Might have come across to strong, no offence intended.
I hear what you're saying about the regeneration but I'd imagine most of the tenants are looking forward to it but unfortunatly not such a big advantage for owner occupiers. The tenants are getting brand new homes but it's not so great for your parents if they are settled.

[broken link removed]
Archiseek is a website to with architecture and town planning. link here with feck all info but maybe start a post there and you'll get somewhere.

I only know the area from the Des Bishop shows where he visited various areas. Got pretty famous from that


----------



## thebop (21 Aug 2008)

No worries micmclo  Just trying to find out what's best for them.

That's my post in Archiseek - Trying to get info from all angles


----------



## gipimann (21 Aug 2008)

A look at the Ballymun Regeneration Website might provide some information, it's likely that some of the Ballymun residents were tenant-purchasers/homeowners so would have been in a similar situation to the Knocknaheeny residents?

[broken link removed]


----------



## csirl (22 Aug 2008)

> By compensation i mean, my folks are nearly 60 and don't want to start another mortgage. As you said, house price value in that area is not great so this would force my folks to go and find another property which would then force my folks to start another mortgage even though their mortgage is well cleared off.


 
Can your folks not buy a similar house in a similar area - then would not need to take out a mortgage? I'm sure CPO compensation includes stamp duty, removal costs etc. as well as the value of the house.


----------



## thebop (22 Aug 2008)

They would not prefer to buy in a similar area. If they are being forced to move now after all these years, they have said they would prefer to live near their grandchildren. I don't think they should be pigeon-holed into choosing a house which the council are offering which they don't like.

Has anyone here gone through a similar process?

Unlike the Ballymun regeneration website, there is nothing online or any information online regarding the knocknaheeny regeneration scheme. They have contacted Council via Solicitor and got a reply saying they will be dealt with in time.


----------



## csirl (22 Aug 2008)

> They would not prefer to buy in a similar area.


 
The idea of CPO is that people will be in no better or worse position after the CPO - similar area or market value of house + removal expenses is fair.



> I don't think they should be pigeon-holed into choosing a house which the council are offering which they don't like.


 
Then why dont they take the cash offer instead of the property swap option and choose their own new house?



> Unlike the Ballymun regeneration website, there is nothing online or any information online regarding the knocknaheeny regeneration scheme.


 
I'm guessing that the tower blocks in Ballymun were never sold to residents - always in council ownership, so no CPOs necessary.

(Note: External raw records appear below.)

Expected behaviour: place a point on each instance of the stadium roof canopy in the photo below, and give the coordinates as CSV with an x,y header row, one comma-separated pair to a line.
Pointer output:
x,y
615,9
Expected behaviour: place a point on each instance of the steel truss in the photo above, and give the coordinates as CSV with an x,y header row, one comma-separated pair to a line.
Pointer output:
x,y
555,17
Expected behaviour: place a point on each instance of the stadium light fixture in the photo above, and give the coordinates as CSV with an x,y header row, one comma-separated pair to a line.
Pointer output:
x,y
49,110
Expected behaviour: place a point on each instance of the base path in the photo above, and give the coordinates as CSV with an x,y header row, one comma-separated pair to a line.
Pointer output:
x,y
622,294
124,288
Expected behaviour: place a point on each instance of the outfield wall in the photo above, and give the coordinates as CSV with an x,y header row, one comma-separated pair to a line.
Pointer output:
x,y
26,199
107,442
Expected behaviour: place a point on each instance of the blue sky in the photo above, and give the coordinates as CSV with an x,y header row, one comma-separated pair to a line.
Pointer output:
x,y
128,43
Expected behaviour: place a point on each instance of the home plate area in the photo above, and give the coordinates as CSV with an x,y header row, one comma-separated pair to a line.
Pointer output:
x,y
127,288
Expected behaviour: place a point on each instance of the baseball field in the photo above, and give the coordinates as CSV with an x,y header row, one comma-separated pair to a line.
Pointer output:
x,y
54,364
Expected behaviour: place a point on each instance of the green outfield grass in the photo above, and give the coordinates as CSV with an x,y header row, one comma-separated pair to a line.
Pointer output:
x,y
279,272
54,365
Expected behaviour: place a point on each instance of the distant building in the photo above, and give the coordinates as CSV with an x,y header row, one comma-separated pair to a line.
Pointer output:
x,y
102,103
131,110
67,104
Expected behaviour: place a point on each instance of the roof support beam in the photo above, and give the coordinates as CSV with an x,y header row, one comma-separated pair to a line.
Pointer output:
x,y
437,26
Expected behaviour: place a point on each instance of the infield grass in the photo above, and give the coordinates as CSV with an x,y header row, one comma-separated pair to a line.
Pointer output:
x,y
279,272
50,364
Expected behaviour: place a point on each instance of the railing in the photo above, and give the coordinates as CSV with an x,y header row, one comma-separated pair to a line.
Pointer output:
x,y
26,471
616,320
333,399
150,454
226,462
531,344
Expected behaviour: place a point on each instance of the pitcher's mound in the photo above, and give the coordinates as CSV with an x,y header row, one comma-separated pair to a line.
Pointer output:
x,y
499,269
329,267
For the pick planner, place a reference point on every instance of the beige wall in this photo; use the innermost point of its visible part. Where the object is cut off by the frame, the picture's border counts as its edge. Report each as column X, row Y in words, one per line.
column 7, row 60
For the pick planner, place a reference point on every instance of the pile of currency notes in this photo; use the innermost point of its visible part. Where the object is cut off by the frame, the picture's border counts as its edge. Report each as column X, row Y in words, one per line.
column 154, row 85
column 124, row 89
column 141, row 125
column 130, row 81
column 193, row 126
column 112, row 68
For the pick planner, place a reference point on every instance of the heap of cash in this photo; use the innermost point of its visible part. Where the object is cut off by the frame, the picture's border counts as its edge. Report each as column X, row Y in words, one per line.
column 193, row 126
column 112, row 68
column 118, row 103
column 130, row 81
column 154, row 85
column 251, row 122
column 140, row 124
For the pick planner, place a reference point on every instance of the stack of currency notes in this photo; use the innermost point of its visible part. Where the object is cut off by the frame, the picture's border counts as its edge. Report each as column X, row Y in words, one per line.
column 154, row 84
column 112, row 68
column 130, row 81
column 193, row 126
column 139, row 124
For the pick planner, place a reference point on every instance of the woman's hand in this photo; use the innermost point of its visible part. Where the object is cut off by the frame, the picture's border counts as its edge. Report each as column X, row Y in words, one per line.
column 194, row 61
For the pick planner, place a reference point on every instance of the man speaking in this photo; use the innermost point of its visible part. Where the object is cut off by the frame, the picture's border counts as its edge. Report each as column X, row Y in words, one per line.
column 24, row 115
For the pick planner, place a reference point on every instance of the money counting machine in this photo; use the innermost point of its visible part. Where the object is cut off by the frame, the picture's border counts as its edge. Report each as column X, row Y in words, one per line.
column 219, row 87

I read somewhere recently that DCC were reviewing their policy of never selling individual council flats (only ever sold council houses to residents) which implies that none have been sold in the past.


----------



## thebop (22 Aug 2008)

I'm not sure if they have the choice to take a cash offer. Would this be possible that they would not be offered this if they wanted to live somewhere else?


----------



## z109 (22 Aug 2008)

thebop said:


> I'm not sure if they have the choice to take a cash offer. Would this be possible that they would not be offered this if they wanted to live somewhere else?


I think that's unlikely, unless someone is trying to pull a fast one. They are entitled to a payment to do with as they will, since they own the house and are free to sell. That would be my understanding of the CPO, but I have only been involved in it from the land side where the offer was equivalent land or market value of the land. In the case of land, there is a sting in the tail as CGT is owed on the cash sum, but I would doubt that applies to a PPR purchase.

They do own their house outright without any council interest in it?


----------



## thebop (22 Aug 2008)

Yes, they do own their own house


----------